Air Travel Under Cloud
Posted 12th January 2001
by Alan Marston


In the latest of rolling revelations an Air New Zealand Boeing 747 carrying 397 people and an American with two pilots onboard on a test flight avoided a head-on collision and 399 deaths only because pilots looking out their cockpit windows steered their aircraft away from each other. The ongoing issue of deep vein cloating (DVC) in air travellors legs, a life-threatening health condition, continues to lower the public reputation of airline travel safety. Combine this with high fuel costs and the my storm warning instincts recommend everybody involved in the airline industry should fasten your seatbelts, looks like a rough ride directly up ahead. In respect of the near miss, the United States National Transportation Safety Board's preliminary findings, issued yesterday, report that the incident happened largely because the United States Navy ignored procedure, ie, human error with disaster avoided onlybecaused of air-to-air collision warning system did work in both planes. When the American plane went out of the naval radar range, the navy did not coordinate the plane's test flight with the commercial air traffic control centre.

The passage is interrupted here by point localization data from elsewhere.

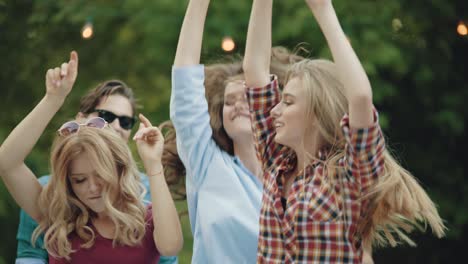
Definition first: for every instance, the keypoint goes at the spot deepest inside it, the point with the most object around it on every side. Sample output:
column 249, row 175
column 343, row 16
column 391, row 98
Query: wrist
column 155, row 170
column 57, row 99
column 321, row 8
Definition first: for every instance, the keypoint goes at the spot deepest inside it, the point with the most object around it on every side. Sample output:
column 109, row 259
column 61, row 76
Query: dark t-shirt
column 103, row 252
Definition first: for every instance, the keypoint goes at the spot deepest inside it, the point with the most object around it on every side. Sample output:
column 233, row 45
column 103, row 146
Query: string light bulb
column 228, row 44
column 462, row 29
column 87, row 30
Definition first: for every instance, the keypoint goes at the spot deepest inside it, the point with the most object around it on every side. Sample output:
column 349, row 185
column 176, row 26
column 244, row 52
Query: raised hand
column 59, row 81
column 150, row 143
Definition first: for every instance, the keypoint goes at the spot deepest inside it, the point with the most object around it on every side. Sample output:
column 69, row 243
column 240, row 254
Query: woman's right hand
column 59, row 81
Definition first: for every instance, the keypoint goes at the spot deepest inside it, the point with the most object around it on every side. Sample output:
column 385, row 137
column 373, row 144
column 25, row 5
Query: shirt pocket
column 322, row 204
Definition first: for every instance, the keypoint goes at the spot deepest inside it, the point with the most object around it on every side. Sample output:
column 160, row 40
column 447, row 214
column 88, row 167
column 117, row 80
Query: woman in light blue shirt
column 223, row 194
column 216, row 145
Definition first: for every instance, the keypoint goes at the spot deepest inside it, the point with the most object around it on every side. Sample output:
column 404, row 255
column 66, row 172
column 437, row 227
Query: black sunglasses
column 126, row 122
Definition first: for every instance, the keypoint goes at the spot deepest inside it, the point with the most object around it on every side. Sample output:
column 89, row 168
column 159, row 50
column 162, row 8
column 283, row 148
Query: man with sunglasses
column 113, row 101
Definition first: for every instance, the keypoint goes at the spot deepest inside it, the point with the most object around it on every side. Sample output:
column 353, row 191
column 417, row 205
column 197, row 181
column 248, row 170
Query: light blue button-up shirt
column 224, row 198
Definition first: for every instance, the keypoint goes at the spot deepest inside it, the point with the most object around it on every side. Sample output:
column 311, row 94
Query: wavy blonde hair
column 398, row 204
column 62, row 213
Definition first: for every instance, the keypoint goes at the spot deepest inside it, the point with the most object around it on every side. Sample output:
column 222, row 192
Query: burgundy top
column 103, row 252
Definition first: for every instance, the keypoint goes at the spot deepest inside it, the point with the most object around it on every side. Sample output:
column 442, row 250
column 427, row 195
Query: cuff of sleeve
column 362, row 139
column 263, row 98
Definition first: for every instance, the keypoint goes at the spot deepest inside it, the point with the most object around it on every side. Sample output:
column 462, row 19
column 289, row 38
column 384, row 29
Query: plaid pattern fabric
column 319, row 224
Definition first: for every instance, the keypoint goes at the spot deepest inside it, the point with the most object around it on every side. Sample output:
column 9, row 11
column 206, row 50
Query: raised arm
column 258, row 47
column 18, row 178
column 191, row 34
column 167, row 230
column 351, row 73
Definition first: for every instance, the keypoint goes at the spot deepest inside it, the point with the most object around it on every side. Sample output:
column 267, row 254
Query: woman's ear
column 80, row 116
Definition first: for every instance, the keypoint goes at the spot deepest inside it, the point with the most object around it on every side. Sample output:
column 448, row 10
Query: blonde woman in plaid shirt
column 330, row 186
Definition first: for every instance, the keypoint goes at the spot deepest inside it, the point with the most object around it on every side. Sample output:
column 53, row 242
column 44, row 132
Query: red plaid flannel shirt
column 319, row 224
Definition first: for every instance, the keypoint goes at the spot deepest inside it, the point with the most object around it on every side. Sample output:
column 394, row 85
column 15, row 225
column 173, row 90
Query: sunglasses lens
column 69, row 128
column 108, row 116
column 96, row 122
column 126, row 122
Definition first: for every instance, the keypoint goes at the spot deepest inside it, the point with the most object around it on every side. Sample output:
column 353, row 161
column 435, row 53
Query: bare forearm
column 258, row 46
column 191, row 34
column 167, row 229
column 351, row 73
column 23, row 138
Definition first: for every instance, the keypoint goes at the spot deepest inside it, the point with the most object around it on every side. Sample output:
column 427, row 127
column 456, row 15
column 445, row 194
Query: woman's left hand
column 150, row 142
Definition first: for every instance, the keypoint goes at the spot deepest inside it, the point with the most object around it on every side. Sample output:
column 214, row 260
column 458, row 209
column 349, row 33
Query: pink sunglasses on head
column 72, row 127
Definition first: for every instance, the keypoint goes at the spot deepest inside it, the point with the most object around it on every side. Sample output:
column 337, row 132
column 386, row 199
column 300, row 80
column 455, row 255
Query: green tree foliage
column 410, row 49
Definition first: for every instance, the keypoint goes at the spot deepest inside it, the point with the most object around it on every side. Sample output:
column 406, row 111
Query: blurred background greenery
column 415, row 53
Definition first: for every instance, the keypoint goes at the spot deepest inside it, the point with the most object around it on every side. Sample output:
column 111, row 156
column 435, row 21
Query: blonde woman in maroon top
column 92, row 210
column 330, row 186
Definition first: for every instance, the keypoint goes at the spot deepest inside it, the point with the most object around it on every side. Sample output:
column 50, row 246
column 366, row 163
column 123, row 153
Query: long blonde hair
column 398, row 203
column 62, row 213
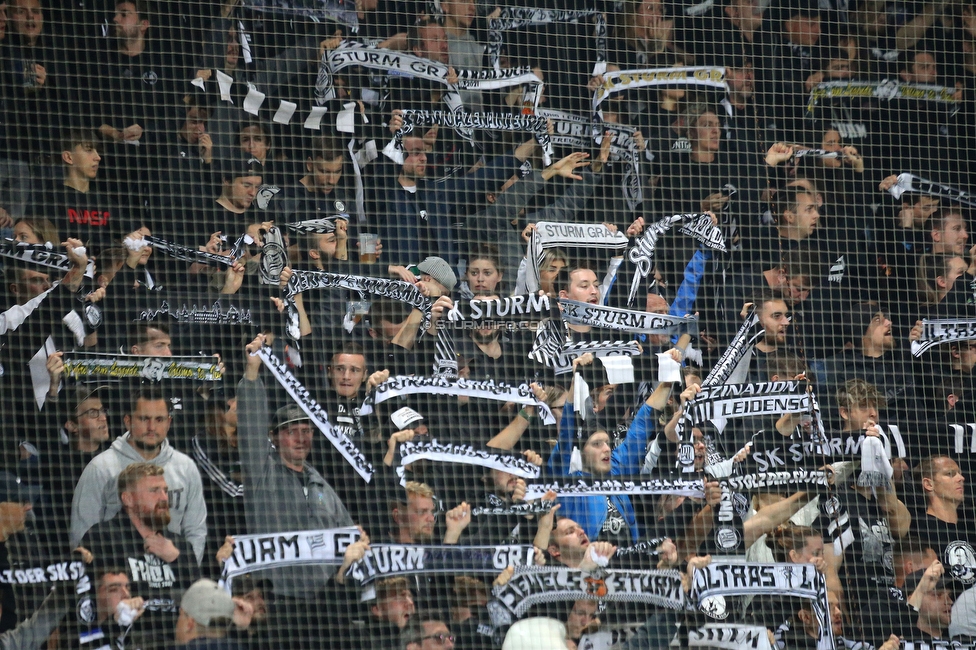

Even less re-assuring is the news that the US agency responsible for air safety initially had trouble tracking down the American plane, which was on an engineering test flight. The point at issue would seem to be will many airlines go out of business? But that's not what concerns me, I don't have shares in an airline company, and neither do the vast majority of people who travel by air - and who keep the planes flying in the financial sense. My worry as an inhabitant of the Antipodes is the affects on my health and well-being when flying to... well almost anywhere, apart from the South Pacific countries. And, as a person who likes to think of himself as cognisant of the bigger picture, I worry about the pollution caused by the airline industry's planes and how that plus the consumption of fossil fuels will affect the viability of the eco-system.

The airline industry is a classic example of corporate worst-practise:

* Consumer of finite resources

* Highly polluting

* Promotion of pleasure principle above all else

* Emphasis on cheapness and hence business focus on cost-cutting

* Inherently dangerous and unhealthy

* Corporate control grouped into exclusive regional cartels prevents honest competition

* Public image way out of line with industrial realities Airline industry in powerful downdraft?

Yes, and about time. I hope a massive PR offensive doesn't pull them out negative spin this time and they are forced to actually do something to address the points above and make air travel safer for the planet and for people, all people.